You don’t have to try to be someone else in order to get married, either.   Your spouse-to-be wants to marry your authentic self.  Your friends and family will be there because they love you as you are.  You can be any version of yourself you want, but remember that you are good enough to get married.

Your wedding will be perfect in its own way, even if it is not exactly what you had envisioned.  Chances are, it will be better than you thought possible (assuming you have planned halfway well), especially if you let things happen the way they happen and don’t try to control everything.

I want you to know that all this advice is coming from someone who truly understands perfectionism and control issues.  I know all about it, and much more.  And I know that it is possible to let go, and that it can be a good idea to do so.  (It also helps if you have a person you trust running things so you can let go.)

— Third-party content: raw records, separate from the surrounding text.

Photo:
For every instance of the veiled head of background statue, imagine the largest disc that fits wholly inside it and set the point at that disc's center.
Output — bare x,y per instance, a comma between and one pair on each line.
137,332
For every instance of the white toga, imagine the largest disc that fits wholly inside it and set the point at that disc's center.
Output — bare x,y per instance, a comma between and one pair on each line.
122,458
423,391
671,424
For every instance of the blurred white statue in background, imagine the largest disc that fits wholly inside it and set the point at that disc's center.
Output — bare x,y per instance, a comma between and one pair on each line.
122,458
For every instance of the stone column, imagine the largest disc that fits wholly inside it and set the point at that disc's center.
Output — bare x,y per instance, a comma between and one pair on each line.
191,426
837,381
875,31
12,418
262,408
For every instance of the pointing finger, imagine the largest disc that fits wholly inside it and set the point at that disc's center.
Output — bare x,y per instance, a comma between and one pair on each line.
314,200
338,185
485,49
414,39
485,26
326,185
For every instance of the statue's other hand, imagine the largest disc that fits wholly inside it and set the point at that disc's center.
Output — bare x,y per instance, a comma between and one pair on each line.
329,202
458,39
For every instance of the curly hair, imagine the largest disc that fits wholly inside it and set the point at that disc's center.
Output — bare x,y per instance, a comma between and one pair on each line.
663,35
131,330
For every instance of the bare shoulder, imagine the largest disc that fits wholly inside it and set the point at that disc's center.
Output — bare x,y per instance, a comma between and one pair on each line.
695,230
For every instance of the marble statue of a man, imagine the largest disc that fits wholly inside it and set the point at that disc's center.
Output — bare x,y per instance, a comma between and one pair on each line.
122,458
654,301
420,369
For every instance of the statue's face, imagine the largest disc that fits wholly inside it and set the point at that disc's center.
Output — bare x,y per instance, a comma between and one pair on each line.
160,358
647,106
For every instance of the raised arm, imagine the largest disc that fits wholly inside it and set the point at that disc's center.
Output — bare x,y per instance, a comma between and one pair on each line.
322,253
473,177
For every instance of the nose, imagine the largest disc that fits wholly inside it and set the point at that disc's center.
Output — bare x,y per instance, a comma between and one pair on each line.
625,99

Think about it this way:  If you are going to stay married to the same person for the long haul, you are going to learn that there are things you just can’t control.  (Trust me on this one!)  Start practicing now to let go of the little things as you plan your wedding.

Plan well and think things through.  Hire people you can trust to make things go smoothly.  Have back-up plans in place.  Then, hand it all over to the person who is coordinating the day for you, and let it go.  As long as you end up married to the right person at the end of the day, it will be a smashing success!